When your sequential test says "keep running" at Z = 3.997
You ran a test. Z-score is 3.997. The lift is +36%. The fixed-sample p-value would have you popping champagne. Your sequential boundary says: keep running.
This is not the framework being cautious. It is doing exactly what you paid it to do.
The mental model
When you set up a sequential test with O'Brien-Fleming boundaries, you are not running "a test with peeks." You are committing to spend your false-positive budget across the entire planned duration. Early on, the boundary is deliberately brutal, with Z thresholds north of 4, because every peek is a chance to fool yourself. The budget gets cheaper to spend as you accumulate information. By the planned end, the boundary relaxes to something close to the familiar 1.96.
So Z = 3.997 at 30% of your target sample is telling you something precise: this result, this early, is not strong enough to rule out a lucky peek. A +36% lift sounds enormous. Early-stage variance is enormous too. The smaller the sample, the easier it is for a real-but-small effect, or pure noise, to throw a giant relative number.
Three things that trip people up
- A fixed-sample p-value at an interim peek is not a valid stopping rule. Stop the moment p < 0.05 on any peek and your real false-positive rate is closer to 20 to 30%, not 5%.
- "Almost crossed" is not "crossed." Z = 3.997 against a boundary of 4.10 is a miss. The point of pre-committed boundaries is that you do not get to relitigate them when you do not like the answer.
- The boundary changing over time is a feature. It encodes that early evidence is cheaper than late evidence. Treating it as a static threshold misses the entire design.
The right call at 3.997
Keep running. Trust the design you committed to before you saw any data. If the effect is real, cumulative Z will keep rising and you will cross cleanly. If it was early-sample noise dressed as a win, it will regress, and you will be glad you did not ship it.
The discipline is not in the math. It is in not flinching when a 3.997 stares back at you.

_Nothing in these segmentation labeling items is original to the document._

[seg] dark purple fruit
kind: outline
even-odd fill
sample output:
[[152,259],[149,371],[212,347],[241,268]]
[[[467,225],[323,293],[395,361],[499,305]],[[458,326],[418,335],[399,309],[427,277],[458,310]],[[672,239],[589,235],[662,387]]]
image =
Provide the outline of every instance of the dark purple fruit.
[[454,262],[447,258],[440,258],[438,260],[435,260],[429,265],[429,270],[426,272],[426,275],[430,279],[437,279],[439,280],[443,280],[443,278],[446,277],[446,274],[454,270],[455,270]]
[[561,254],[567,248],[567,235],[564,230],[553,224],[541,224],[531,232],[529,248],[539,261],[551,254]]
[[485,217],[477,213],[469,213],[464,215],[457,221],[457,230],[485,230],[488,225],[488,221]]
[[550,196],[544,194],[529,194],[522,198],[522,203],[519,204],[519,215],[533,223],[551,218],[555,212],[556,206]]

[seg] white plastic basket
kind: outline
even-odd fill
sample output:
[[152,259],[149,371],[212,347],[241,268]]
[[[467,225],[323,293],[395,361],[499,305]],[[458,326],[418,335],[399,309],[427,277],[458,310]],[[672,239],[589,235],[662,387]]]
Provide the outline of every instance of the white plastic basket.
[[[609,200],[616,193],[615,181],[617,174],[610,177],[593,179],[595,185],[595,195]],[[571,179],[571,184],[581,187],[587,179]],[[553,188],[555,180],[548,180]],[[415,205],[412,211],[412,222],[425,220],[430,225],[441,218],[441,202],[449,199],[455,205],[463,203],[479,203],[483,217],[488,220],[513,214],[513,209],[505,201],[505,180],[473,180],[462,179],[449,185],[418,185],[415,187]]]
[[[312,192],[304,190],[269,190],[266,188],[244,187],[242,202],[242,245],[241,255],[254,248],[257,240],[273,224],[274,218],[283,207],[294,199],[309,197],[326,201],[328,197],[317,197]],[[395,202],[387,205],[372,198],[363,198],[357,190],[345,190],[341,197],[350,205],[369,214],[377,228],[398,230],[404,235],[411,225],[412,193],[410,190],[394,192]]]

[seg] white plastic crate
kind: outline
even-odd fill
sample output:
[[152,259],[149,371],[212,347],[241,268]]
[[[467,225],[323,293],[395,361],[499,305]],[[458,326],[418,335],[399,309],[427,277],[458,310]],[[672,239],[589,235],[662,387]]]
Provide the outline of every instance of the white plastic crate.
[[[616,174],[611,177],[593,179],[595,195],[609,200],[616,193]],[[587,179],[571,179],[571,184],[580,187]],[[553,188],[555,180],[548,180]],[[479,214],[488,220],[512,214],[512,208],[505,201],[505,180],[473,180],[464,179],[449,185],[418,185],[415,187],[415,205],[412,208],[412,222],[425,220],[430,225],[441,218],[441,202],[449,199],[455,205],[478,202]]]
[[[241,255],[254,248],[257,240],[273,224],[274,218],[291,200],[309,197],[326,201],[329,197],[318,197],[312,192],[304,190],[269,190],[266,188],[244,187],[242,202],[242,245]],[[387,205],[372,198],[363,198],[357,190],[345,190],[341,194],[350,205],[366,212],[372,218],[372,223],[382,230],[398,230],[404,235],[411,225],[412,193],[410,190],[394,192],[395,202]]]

This is also the gap most teams do not know they have. Optimizely, Statsig, Eppo, and GrowthBook will send a significance alert the moment a fixed-sample threshold trips. Very few give you a real spending function, futility bounds, and an honest ETA-to-decision. The "stop early, safely" capability is exactly the layer the default tool leaves out, and it is usually where a third to forty percent of a test's runtime is hiding.